Project Time Period 2020 – 2023

Funding

Australia Research Council Discovery Project grant awarded to Chief Investigator, Professor Katherine Boydell

Research Leads

  • Professor Katherine Boydell, Black Dog Institute/UNSW Sydney (Chief Investigator)
  • Professor Angela Dew, Deakin University Determinants of Health (DoH)

Research team and collaborators

Professor Katherine Boydell, Professor Jill Bennett, Professor Angela Dew, Associate Professor Julia Lappin; Associate Professor Caroline Lenette, Professor Jane Ussher, Dr Priya Vaughan, Dr Ruth Wells

Partners and supporters

  • Black Dog Institute (project lead)
  • UNSW Sydney

More Information

https://www.blackdoginstitute.org.au/research-projects/women-marginalised-by-mental-illness-disability-and-refugee-status/

https://unsworks.unsw.edu.au/entities/publication/06153110-c928-433e-849c-a81a3028e9d6

https://www.deakin.edu.au/library/about/exhibitions-and-programs/exhibitions/mapping-stigma


[1] Australian Bureau of Statistics. Disability, Ageing and Carers Australia (No. 4430.0); Australian Bureau of Statistics: Canberra, Australia, 2018.

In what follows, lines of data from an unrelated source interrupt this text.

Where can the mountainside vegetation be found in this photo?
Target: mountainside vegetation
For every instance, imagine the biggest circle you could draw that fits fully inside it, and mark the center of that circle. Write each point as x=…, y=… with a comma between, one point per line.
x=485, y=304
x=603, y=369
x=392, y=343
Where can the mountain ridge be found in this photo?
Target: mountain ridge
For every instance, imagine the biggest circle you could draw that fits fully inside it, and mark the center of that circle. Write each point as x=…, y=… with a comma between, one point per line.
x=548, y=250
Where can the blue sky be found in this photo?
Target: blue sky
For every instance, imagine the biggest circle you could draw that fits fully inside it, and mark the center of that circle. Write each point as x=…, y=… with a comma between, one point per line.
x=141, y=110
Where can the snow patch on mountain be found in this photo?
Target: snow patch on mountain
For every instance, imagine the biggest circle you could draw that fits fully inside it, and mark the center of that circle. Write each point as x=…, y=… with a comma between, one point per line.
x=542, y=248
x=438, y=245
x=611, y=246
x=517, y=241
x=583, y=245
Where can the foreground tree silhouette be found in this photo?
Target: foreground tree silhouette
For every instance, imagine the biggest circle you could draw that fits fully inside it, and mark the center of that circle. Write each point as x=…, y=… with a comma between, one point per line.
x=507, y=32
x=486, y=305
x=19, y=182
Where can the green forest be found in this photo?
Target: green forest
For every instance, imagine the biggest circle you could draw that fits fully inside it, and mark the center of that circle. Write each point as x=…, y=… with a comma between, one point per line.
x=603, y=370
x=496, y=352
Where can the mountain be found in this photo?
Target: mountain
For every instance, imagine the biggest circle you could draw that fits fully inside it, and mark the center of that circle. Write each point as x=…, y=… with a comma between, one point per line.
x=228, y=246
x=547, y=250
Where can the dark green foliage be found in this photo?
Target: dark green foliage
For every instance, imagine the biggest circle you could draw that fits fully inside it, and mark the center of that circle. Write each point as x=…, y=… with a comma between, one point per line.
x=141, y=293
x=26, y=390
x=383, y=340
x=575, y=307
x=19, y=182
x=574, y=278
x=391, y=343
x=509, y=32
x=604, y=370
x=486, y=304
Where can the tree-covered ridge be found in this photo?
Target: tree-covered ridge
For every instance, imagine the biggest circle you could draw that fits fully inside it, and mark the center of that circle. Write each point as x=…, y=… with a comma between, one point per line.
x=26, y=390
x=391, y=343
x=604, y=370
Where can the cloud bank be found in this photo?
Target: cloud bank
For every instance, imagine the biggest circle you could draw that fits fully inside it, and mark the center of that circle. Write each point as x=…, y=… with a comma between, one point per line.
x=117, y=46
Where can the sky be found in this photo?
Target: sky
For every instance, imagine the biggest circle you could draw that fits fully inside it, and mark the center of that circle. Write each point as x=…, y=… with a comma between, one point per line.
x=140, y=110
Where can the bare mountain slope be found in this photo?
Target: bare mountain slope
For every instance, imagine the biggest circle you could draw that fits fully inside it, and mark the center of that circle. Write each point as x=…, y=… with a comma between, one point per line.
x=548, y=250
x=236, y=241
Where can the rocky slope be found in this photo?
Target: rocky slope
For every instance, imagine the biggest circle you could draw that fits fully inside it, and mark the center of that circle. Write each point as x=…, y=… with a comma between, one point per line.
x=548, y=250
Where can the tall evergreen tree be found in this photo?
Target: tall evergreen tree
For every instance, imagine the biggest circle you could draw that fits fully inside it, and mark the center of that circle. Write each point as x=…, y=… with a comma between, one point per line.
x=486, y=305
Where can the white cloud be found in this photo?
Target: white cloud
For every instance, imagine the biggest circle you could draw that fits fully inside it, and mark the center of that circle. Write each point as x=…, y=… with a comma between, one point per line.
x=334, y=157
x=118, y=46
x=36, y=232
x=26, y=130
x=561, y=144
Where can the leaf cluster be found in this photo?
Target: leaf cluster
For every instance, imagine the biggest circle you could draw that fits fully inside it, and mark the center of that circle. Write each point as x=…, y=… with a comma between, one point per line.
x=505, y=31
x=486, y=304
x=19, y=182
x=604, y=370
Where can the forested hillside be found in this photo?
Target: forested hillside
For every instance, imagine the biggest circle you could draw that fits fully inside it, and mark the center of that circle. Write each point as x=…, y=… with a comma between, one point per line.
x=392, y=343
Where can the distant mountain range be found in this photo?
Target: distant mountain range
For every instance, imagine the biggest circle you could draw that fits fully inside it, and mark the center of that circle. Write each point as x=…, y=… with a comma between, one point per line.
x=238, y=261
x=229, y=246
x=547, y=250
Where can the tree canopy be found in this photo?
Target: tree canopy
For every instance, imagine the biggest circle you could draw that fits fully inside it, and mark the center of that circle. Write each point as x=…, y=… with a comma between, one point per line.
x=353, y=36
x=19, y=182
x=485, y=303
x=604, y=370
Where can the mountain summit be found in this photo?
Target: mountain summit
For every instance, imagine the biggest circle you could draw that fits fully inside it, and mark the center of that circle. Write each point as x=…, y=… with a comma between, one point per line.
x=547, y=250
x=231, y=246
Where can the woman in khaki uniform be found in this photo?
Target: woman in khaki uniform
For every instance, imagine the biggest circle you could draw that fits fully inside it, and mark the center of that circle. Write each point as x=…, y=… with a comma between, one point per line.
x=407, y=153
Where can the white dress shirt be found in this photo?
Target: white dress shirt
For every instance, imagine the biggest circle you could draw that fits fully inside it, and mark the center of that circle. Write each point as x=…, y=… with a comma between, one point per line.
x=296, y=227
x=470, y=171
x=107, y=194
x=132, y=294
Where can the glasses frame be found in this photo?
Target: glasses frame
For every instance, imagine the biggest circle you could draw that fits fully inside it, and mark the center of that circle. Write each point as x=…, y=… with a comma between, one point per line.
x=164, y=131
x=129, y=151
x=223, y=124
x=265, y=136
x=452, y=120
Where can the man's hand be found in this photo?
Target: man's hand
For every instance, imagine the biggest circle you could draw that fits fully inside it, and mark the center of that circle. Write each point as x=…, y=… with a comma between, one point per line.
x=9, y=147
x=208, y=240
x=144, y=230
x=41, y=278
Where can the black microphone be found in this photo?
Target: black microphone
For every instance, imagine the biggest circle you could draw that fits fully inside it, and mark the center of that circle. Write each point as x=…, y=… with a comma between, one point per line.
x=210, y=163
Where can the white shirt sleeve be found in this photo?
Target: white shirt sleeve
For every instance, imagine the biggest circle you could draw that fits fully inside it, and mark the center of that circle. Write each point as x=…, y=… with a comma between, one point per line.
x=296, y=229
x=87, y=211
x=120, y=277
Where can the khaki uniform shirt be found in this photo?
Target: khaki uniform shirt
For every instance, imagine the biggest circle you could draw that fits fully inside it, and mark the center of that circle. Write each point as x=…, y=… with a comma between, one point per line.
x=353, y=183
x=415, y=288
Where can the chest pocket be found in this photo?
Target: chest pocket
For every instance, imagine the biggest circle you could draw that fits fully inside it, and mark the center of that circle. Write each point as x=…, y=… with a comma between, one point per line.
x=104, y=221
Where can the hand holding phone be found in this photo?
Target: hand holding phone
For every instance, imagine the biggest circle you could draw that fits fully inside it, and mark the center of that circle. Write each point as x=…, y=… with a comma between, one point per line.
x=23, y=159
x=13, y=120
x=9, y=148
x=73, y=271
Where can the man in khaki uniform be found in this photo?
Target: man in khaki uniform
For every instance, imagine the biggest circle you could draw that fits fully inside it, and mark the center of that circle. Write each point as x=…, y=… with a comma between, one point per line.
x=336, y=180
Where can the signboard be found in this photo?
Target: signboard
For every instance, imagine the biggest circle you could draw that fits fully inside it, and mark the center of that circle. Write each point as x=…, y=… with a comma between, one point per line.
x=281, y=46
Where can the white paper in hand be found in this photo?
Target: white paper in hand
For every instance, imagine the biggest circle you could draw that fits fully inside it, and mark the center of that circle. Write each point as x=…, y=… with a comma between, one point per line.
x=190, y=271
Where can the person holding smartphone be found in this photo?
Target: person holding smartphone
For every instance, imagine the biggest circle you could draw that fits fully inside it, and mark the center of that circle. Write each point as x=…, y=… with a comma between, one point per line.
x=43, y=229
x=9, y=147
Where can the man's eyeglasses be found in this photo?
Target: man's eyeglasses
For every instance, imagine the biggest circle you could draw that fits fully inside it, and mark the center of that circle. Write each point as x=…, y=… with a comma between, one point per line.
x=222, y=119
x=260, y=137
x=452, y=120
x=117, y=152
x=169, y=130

[2] Refugee Council of Australia. Refugee Resettlement to Australia: What the Statistics Tell Us. Available online: https://www.refugeecouncil.org.au/refugee-resettlement-to-australia-what-the-statistics-tell-us/ (accessed on 12 June 2020).

[3] Australian Bureau of Statistics. National Survey of Mental Health and Wellbeing, (No. 4326.0); Australian Bureau of Statistics: Canberra, Australia, 2007.

[4] Pink, S. Applied Visual Anthropology: Social Intervention, Visual Methodologies and Anthropological Theory; Berghahn Books: London, UK, 2007. [Google Scholar]

[5] Priya Vaughan, Yamamah Agha, Jill Bennett, Alise Blayney, Angela Dew, Ainslee Hooper, Bronwen Iferd, Julia Lappin, Caroline Lenette, Cindy Lui, Apuk Maror, Jacqui McKim, Akii Ngo, Jane Ussher, Ruth Wells, Yassmen Yahya and Katherine Boydell (eds), 2023, Mapping Stigma and Resilience: Body maps created for the Women marginalised by mental health, disability, or refugee background project.
Sydney, Australia: Black Dog Institute.